The Forkast 500 NFT index fell 1.19% in the past 24 hours to 2,516.20 as of 7:45 a.m. in Hong Kong, resulting in a drop of 5.37% for the week and 10.70% for the month.
Forkast’s Ethereum, Solana and Cardano NFT market indexes all logged losses, while the index measuring the performance of Polygon’s NFT market edged up a slight 0.18%.
Total NFT trading volume fell 2.93% in the past 24 hours to US$17.65 million, according to data from CryptoSlam. Volume on Ethereum, the largest NFT network, declined 10.17% to US$11.68 million.
Trading volumes on Polygon jumped 87.67% to US$1.14 million to take second spot in Cryptoslam’s rankings. Solana and BNB networks also saw increases in NFT volumes.
NFT trading volume on the Bitcoin network dropped 20.08% to US$479,775. “An ecosystem that many, myself included, had predicted to one day flip Ethereum is showing its limitations,” said Yehudah Petscher, NFT Strategist at Forkast Labs.
“With no avenues right now for utility, traders are finding few reasons to collect these assets that promise nothing more than small jpegs to collect. We’ll need to see some innovation or more premium art on Bitcoin if we want to see its ecosystem turn around.”
By NFT collections, Ethereum-based Bored Ape Yacht Club (BAYC) saw the largest 24-hour trading volume, gaining 26.26% to US$1.12 million. DMarket and Gods Unchained Cards, which are both in-game NFT items, ranked second and third.
U.S. equities finish July strong
U.S. stock futures gained as of 10:50 a.m. in Hong Kong, after the three major U.S. stock indexes ended July with strong gains of between 3% to 4%.
In Asia, the main stock indexes rose on Tuesday morning, with the exception of China’s Shanghai Composite after manufacturing data missed expectations. Private research firm Caixin Insight Group’s China General Manufacturing PMI for July released Tuesday dropped for the first time since April, missing market estimates and hitting its lowest point in six months.
“China’s economic recovery in the first quarter exceeded expectations, but the momentum weakened in the second,” wrote Wang Zhe, senior economist at Caixin. “Although the data for industrial production and investment in June showed some signs of recovery, macroeconomic growth remained sluggish, and considerable downward pressure on the economy persisted.”
Zhe added: “guaranteeing employment, stabilizing expectations and increasing household income” should remain the top priorities of Chinese policymakers.
Japan’s Nikkei 225 gained as the country’s unemployment rate edged lower in June as forecasted, marking the country’s lowest jobless rate since January.
In the U.S., second quarter earnings season continues with reports from Apple, Amazon, Pfizer and others through the week, plus more economic indicators.

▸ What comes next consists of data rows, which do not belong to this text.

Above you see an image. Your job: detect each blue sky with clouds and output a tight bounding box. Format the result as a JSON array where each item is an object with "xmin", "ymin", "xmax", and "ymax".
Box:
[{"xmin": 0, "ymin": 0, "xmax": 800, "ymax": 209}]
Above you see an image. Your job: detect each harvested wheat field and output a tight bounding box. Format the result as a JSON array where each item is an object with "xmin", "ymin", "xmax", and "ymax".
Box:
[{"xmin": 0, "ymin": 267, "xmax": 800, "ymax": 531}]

The S&P Global’s U.S. manufacturing purchasing manager’s index (PMI) will be out Tuesday and the July employment report on Friday.

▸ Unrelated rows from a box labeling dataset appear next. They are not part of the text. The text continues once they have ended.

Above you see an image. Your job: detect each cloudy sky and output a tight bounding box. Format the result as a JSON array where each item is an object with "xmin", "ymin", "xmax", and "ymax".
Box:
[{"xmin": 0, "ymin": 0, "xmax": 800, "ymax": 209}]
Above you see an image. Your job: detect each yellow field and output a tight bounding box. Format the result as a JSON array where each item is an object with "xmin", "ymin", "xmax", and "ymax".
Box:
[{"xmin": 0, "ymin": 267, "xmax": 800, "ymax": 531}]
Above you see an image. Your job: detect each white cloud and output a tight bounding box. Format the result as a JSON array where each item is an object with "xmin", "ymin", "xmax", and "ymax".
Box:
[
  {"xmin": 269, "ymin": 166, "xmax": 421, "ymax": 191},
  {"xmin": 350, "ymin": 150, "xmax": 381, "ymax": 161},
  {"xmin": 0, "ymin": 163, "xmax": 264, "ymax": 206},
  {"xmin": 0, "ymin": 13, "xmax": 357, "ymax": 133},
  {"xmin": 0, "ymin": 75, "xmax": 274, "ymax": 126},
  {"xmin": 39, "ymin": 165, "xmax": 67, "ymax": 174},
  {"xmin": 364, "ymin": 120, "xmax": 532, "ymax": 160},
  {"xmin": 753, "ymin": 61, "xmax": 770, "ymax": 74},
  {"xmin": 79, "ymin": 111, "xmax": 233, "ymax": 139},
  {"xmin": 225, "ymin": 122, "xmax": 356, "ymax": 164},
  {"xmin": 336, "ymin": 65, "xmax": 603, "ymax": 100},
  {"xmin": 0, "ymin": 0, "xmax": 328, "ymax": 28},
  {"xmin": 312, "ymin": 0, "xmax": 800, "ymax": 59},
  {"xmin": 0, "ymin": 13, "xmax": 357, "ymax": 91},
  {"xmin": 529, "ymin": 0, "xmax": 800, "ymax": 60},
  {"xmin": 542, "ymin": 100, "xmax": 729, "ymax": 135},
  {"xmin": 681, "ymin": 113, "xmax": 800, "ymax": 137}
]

On interest rates, the Federal Reserve next meets on Sept. 19 and 20 after raising a quarter of a point in July. Rates are now between 5.25% to 5.50%, the highest since January 2001.
Fed Chair Jerome Powell last week reiterated the bank takes a data-driven approach to decide interest rate policy and Fed economists said the likelihood of a recession in the U.S. has diminished, indicating to some analysts the Fed may leave rates unchanged next month.
The CME FedWatch Tool predicts a 82.5% chance the Fed will keep rates as is in September, and a 17.5% chance for another 25-basis-point increase.